И с этим, не тратя больше ни сил, ни времени на бессмысленные эмоции, Иллиандра рухнула на колени, даже не заботясь о том, чтобы оправить юбки, опавшие вокруг неряшливыми клубами, и принялась распарывать материю в один длинный, широкий и неровный бинт.
Еще несколько минут. Гомон толпы, отдаленный звон металла и Плоидис — по-прежнему без сознания. Дрожащими руками, со слезами на глазах, остервенелыми движениями Иллиандра взрезала тонкую ткань, всеми мыслями концентрируясь только на своем нехитром занятии.

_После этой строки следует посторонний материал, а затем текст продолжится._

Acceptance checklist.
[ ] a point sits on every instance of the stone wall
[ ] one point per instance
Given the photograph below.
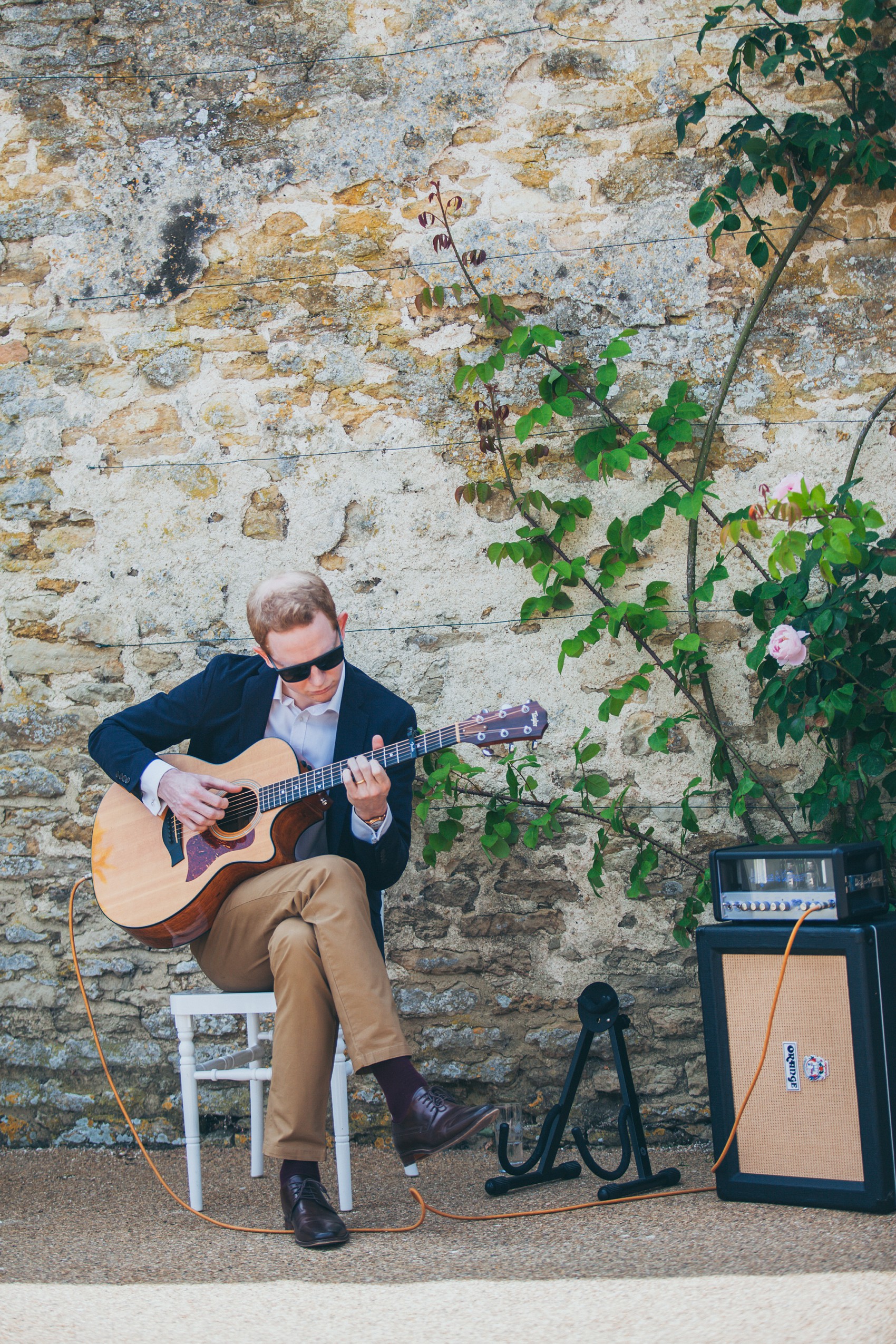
(212, 368)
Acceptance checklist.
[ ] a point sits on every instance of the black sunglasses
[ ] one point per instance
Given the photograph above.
(327, 661)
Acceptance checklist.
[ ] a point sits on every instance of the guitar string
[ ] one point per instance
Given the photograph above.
(326, 777)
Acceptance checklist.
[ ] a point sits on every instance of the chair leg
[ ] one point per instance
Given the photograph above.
(190, 1103)
(256, 1104)
(339, 1101)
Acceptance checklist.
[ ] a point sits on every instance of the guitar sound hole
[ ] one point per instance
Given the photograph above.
(241, 810)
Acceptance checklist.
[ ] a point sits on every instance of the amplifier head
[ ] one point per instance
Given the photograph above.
(777, 883)
(817, 1127)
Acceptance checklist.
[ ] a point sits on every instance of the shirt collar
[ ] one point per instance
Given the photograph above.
(312, 710)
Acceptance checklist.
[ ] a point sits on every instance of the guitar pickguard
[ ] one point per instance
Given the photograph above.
(202, 852)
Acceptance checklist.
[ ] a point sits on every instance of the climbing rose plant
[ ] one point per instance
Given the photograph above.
(823, 604)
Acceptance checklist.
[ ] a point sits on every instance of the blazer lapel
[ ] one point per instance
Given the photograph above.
(351, 738)
(256, 707)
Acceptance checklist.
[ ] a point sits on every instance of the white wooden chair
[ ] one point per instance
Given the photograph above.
(242, 1066)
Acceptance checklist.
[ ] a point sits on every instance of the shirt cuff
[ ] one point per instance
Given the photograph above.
(150, 785)
(362, 831)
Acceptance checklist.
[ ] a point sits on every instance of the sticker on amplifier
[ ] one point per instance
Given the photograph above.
(792, 1066)
(816, 1069)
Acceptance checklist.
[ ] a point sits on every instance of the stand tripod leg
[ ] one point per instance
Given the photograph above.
(647, 1179)
(668, 1176)
(503, 1184)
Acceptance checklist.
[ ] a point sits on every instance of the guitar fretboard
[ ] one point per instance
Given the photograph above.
(329, 776)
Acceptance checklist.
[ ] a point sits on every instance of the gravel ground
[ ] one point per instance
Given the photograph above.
(101, 1218)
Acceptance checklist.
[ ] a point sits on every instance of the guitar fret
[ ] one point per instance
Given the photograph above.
(397, 753)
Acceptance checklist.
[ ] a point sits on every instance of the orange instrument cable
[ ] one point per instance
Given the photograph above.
(765, 1045)
(425, 1207)
(231, 1228)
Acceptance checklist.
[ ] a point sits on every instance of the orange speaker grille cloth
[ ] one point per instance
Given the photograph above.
(812, 1132)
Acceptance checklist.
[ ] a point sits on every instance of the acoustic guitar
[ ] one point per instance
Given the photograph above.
(164, 883)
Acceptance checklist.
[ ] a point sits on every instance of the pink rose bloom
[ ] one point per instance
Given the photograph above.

Сложить, вспороть, свернуть на коленях. Еще. Еще. Ей казалось, будто стоит ей отвлечься, стоит позволить себе поднять глаза или подумать о другом — и мир рухнет, ее воля рухнет, рассыпаясь осколками, утягивая ее в бездну отчаяния и безумия. И она не думала — ни о том, что будет после, ни о том, как им выбраться живыми из этого хаоса, ни о том, хватит ли сил у Плоидиса, чтобы оправиться от страшных ранений, леденивших ее кровь при одном только взгляде.